Oi —tronó la voz de Maji desde el salón al tiempo que intentaba levantarse de la silla—. Kya ho gaya? ¿Le ha ocurrido algo a Pinky? —Haciendo caso omiso del calambrazo de dolor que le recorrió las artríticas articulaciones, cogió su bastón y se dirigió lo más deprisa posible en busca de su nieta.

—La puerta se atranca con el calor, nah? —preguntó Parvati con un profundo suspiro—. Qué niña más tonta.

—Pero... pero... el cubo —sollozaba Pinky entre hipidos, enfadada consigo misma al verse abrumada por la emoción. «Emoción» siempre había sido una mala palabra en el bungaló de los Mittal. Se hablaba de ella empleando los mismos susurros de desaprobación que se reservaban a los enfermos mentales. Demasiada emoción llevaba a un montón de otras aflicciones como la insolencia, la desobediencia y la necesidad de intimidad, y todo ello resultaba desastroso para las niñas y para sus perspectivas de matrimonio en el futuro.

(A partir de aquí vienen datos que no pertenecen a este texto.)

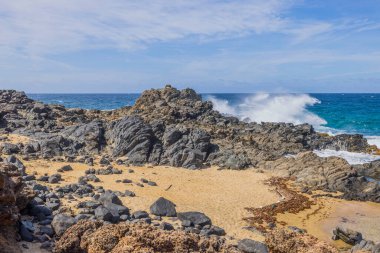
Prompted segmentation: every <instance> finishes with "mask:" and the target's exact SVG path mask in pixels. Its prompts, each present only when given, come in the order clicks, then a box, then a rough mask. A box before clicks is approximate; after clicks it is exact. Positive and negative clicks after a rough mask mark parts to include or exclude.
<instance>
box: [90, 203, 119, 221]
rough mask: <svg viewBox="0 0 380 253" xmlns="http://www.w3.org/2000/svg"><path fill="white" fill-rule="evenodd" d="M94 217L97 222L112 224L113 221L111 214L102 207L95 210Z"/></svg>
mask: <svg viewBox="0 0 380 253" xmlns="http://www.w3.org/2000/svg"><path fill="white" fill-rule="evenodd" d="M95 217H96V218H97V219H99V220H103V221H109V222H113V221H114V220H115V219H114V215H113V214H112V212H111V211H110V210H109V209H108V208H105V207H104V206H98V207H97V208H96V209H95Z"/></svg>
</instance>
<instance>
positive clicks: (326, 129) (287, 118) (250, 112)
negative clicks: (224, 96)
mask: <svg viewBox="0 0 380 253" xmlns="http://www.w3.org/2000/svg"><path fill="white" fill-rule="evenodd" d="M207 99H208V100H210V101H211V102H212V103H213V105H214V109H215V110H217V111H219V112H220V113H223V114H228V115H234V116H237V117H239V118H240V119H241V120H246V121H254V122H288V123H294V124H301V123H309V124H312V125H313V126H314V128H315V129H316V130H317V131H318V132H323V133H328V134H329V135H338V134H343V133H346V132H345V131H343V130H338V129H334V128H330V127H326V126H323V125H325V124H326V123H327V122H326V121H325V120H324V119H322V118H321V117H319V116H318V115H316V114H314V113H312V112H310V111H308V110H307V106H312V105H315V104H318V103H320V101H319V100H318V99H316V98H313V97H311V96H309V95H307V94H267V93H260V94H256V95H252V96H249V97H246V98H244V99H242V101H241V102H240V103H238V104H234V105H232V104H231V103H230V102H229V101H227V100H223V99H218V98H216V97H214V96H209V97H208V98H207ZM366 138H367V140H368V143H369V144H371V145H376V146H377V147H378V148H380V136H366ZM314 152H315V153H316V154H317V155H318V156H321V157H328V156H338V157H342V158H344V159H345V160H347V162H348V163H350V164H363V163H368V162H371V161H374V160H378V159H380V156H376V155H371V154H365V153H353V152H347V151H335V150H315V151H314Z"/></svg>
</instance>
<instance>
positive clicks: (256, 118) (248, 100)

—¿Y ahora qué es lo que ocurre? —preguntó Savita hablando por un lado de la boca. Tenía el otro lado lleno de horquillas que clavaba, una a una, en el inmenso moño que se había hecho sobre el cuello.

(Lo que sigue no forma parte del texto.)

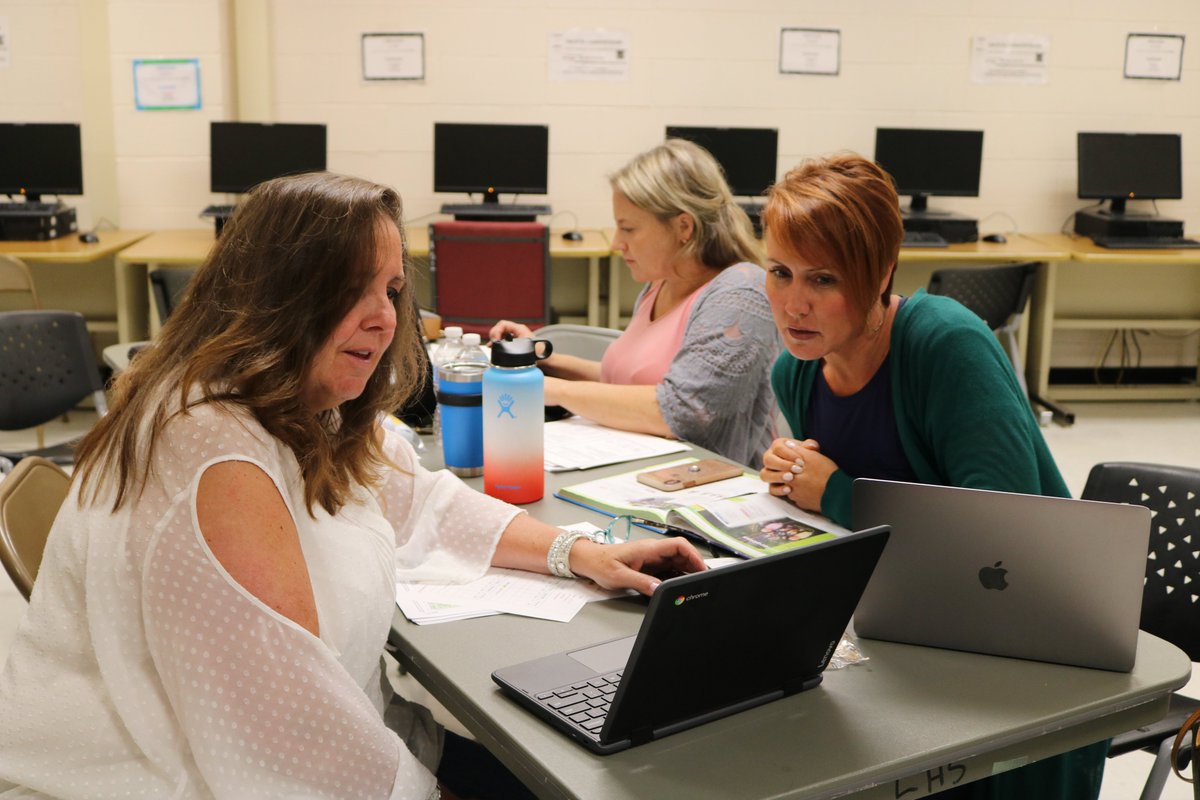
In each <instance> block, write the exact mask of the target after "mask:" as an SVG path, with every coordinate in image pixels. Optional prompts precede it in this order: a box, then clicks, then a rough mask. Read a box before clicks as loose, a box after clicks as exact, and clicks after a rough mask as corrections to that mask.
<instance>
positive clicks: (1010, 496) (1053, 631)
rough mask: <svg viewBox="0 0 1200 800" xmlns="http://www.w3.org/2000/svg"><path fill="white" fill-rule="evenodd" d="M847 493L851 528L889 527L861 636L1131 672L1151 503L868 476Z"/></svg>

—Se ha quedado encerrada —respondió Tufan.

Hai-hai —suspiró Savita, observando el desconsuelo de Pinky.

—Debes de tener fiebre —dijo Maji, decidiendo que esa era la única explicación plausible. Puso la palma de la mano en la frente de Pinky.

Dheer se alejó pesadamente y Tufan galopó tras él como un búfalo en plena estampida, fingiendo que lo abatía con dos limpios disparos de su pistola de yute. Savita se marchó en la dirección opuesta, chasqueando sonoramente la lengua mientras Maji y Pinky se dirigían lentamente al salón. Parvati cerró de golpe la puerta del cuarto de baño.

Quizá fueron las bisagras o la alabeada hinchazón de la puerta contra el marco, pero a Pinky le pareció oír un suave gemido cuando la puerta se cerró.